Below is an excerpt from a April 23rd 2014 Morgan Stanley report on ATHN which Einhorn mocks:
We are upgrading ATHN to OW based on a long growth runway in both its core ambulatory business and expansion into the larger inpatient market. Coordinator Enterprise deals mark an inflection point for ATHN. Our analysis of the hospital market shows a current inpatient TAM of ~$34B, growing to ~$83B by 2030. Feedback from CIOs we met with at HIMSS point to the resonance of the healthcare cloud and growing awareness of ATHN’s platform.
We model ATHN gaining 5% inpatient share by 2030. In the NT we model Coordinator Enterprise revs of $30M/$80M in 2015/16. Our 2014/15 rev estimates of $964M/$1,239M and EPS of $1.42/$1.95 are ahead of cons’ $918M/$1,130M and EPS of $1.31/$1.82 respectively. Core ambulatory business has runway for growth.

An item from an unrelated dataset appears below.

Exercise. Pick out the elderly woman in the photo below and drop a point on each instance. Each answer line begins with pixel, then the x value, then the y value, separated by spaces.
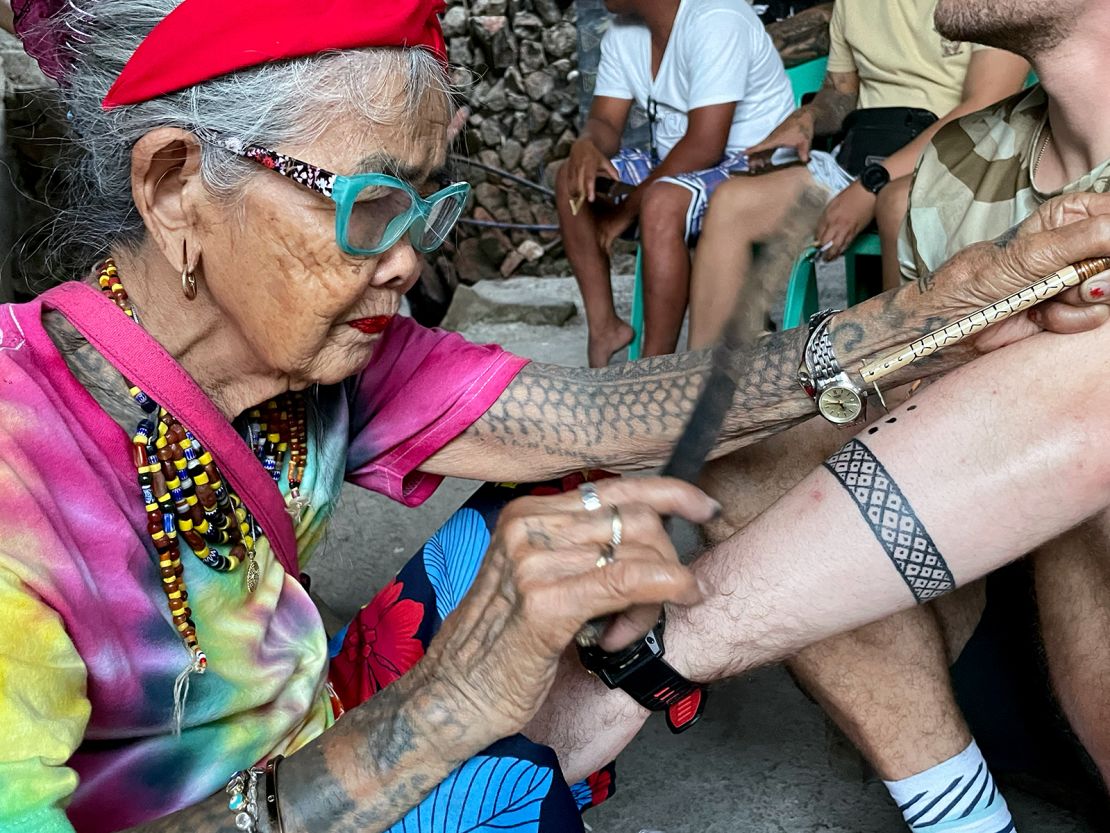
pixel 254 190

We est. the ambulatory TAM at ~$18B currently, growing to ~$45B by 2030 and see ATHN capturing 12% share from current ~3% (on a rev. basis), growing at > 20% through 2018, slowing to a 10-11% rate by 2025 and 6.5% by 2030.
Next catalysts. Add’l Coordinator Enterprise clients, ROI/outcome data from inpatient deals, user conference (4/29 – 5/1), and 2Q14 earnings (mid Jul).
Our $192 PT is based on a 15-year base case DCF. At current levels we think shares primarily reflect the existing ambulatory market opportunity with little value attributed to inpatient growth. We model inpatient penetration contributing $72/share or ~38% of total value; with ambulatory at $120/share. PT implies an= 8.0x forward EV/Sales with Bull/Bear of $301/ $82. Where could we be wrong. Early Enterprise deals fail to generate ROI; ATHN fails to adopt rev model as reimbursement changes from FFS to risk; Cerner & Epic eat into ATHN’s core ambulatory share.
Einhorn says Privately-held Epic is lapping competitors like $ATHN in hospital business, other customers like CVS and that hospitals aren’t looking for a best in breed solutions. ATNH is FAR from being the backbone of the Internet, says Einhorn.
5:40: Einhorn jokes that now comes the bear case and says $7 a share is more like it than $72 for ATHN. Einhorn’s optimistic case for $ATHN at $50 a share.
Einhorn says “the thing about bubble stocks is that the reason to own them is that they are going up. When they stop going up….” and that there there will always be high risk, low return things to do that will make healthcare better.”